Retailers looking to build soft drinks sales post-sugar levy must offer a range of drinks by challenger brands, as consumers look for variety, healthy alternatives and new flavours.
Hugh Thomas, chief executive officer and co-founder of Ugly Drinks, said as consumer demand for drinks that provide “new experiences” is growing, retailers can capitalise by having a range that reflects changing tastes, for example low-sugar drinks containing sugar substitutes and natural fruit juices.
“This can be achieved by brand blocking new, challenger brands alongside well-known brands.

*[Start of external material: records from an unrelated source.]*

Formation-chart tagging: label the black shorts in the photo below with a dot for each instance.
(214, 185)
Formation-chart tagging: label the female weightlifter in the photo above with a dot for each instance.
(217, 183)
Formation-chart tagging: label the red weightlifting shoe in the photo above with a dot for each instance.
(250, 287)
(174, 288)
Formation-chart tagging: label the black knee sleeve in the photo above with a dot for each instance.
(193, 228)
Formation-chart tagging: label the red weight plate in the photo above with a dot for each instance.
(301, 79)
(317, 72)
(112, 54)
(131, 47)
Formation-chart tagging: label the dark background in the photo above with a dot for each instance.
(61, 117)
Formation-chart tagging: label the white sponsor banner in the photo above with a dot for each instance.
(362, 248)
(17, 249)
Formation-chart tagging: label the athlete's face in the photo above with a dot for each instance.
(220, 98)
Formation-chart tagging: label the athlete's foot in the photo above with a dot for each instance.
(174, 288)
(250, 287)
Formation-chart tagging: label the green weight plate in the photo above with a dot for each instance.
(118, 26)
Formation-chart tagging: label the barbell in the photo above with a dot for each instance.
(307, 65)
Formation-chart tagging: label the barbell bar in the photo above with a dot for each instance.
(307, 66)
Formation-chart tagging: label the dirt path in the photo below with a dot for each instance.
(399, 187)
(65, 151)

This way, consumers can make an informed choice,” he said.
Steve Kearns, managing director at Cawston Press, said brands that focus on natural ingredients help increase margins by around 20%, as consumers are willing to spend more. A 330ml can of Cawston Press typically has an RRP of £1.09, compared to Coca-Cola Classic at 79p, according to Booker Wholesale prices.

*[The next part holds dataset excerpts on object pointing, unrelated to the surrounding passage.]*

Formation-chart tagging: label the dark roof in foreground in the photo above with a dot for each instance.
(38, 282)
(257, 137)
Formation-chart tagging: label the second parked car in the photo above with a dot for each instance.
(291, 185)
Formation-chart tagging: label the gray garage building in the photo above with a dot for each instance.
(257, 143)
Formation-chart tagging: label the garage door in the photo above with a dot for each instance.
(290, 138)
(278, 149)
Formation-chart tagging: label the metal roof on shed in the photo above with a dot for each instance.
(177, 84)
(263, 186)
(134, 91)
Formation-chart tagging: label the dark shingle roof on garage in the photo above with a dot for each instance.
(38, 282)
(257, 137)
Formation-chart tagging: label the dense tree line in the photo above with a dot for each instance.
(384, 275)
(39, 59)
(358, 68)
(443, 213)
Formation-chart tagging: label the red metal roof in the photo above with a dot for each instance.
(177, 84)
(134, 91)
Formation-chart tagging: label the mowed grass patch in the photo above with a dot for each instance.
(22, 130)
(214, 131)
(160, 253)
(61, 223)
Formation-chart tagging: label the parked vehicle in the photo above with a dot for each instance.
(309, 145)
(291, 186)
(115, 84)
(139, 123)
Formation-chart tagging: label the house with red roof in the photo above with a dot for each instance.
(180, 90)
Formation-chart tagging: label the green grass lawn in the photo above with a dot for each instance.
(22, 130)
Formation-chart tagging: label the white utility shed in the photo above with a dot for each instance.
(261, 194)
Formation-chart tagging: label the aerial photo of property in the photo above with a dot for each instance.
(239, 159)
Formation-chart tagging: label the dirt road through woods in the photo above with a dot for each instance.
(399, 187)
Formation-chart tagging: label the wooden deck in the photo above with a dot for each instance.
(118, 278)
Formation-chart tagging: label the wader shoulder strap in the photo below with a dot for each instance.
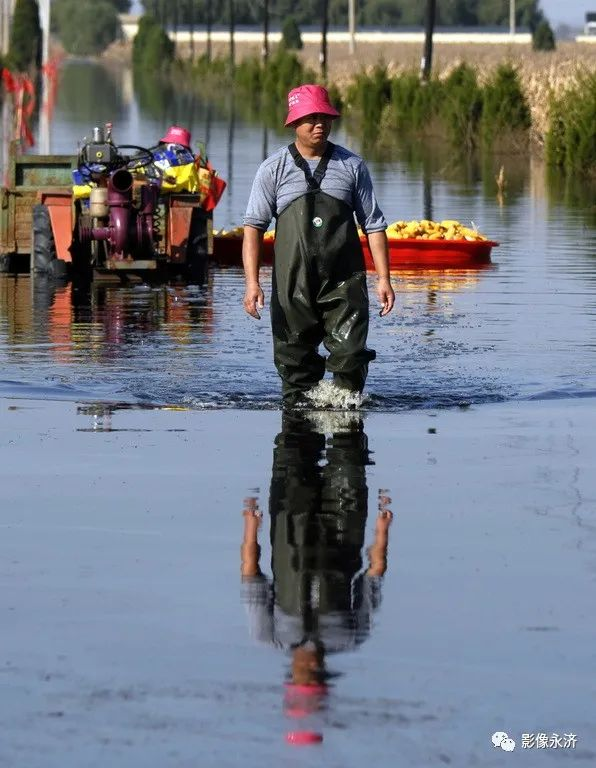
(312, 179)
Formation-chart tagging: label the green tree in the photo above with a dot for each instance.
(505, 107)
(85, 27)
(152, 49)
(290, 33)
(543, 38)
(122, 6)
(25, 36)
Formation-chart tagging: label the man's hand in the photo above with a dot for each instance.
(386, 295)
(254, 299)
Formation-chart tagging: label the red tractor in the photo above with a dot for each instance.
(115, 218)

“In the past year, Cawston Press’ sparkling range, including Apple & Rhubarb and Elderflower Lemonade flavours, has grown in sales by 56%. Further to having a low-sugar content and being natural, sales can also be attributed to increased interest in new flavours,” he said.

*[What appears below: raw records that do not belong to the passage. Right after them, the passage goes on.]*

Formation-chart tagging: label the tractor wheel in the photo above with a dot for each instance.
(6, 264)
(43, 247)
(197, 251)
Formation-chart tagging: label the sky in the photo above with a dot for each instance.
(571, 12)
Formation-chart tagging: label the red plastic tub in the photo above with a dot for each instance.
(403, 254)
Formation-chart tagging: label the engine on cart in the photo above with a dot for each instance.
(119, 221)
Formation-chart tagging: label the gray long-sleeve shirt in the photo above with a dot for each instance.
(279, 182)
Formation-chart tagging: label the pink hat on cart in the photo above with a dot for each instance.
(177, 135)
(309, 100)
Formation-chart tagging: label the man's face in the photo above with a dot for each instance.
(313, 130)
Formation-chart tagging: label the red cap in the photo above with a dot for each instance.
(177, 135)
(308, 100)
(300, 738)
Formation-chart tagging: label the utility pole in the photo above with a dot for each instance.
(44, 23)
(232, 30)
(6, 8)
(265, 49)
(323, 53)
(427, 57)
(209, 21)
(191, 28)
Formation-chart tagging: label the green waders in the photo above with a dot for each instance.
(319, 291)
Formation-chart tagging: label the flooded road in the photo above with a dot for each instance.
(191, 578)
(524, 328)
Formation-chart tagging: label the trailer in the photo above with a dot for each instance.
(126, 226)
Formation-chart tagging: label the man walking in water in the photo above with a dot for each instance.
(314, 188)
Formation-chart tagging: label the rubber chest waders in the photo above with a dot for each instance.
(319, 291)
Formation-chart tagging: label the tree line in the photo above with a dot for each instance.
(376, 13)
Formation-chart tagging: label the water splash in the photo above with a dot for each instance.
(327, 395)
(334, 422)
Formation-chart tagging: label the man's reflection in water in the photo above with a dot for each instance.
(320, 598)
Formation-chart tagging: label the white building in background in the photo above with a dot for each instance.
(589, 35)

Additionally, Huib van Bockel, founder of natural energy drink brand Tenzing, said challenger brands can also increase basket spend, as most variants have a premium price point.
Nishi Patel, of Londis Bexley Park in Dartford, said he sells non-mainstream brands, such as Bundaberg, which equate to around 20% of his soft drink sales.
“People are willing to pay more for natural ingredients, and once they buy it, it becomes a repeat purchase. Brands like these focus on having unique natural flavours, and this is a major selling point,” he said.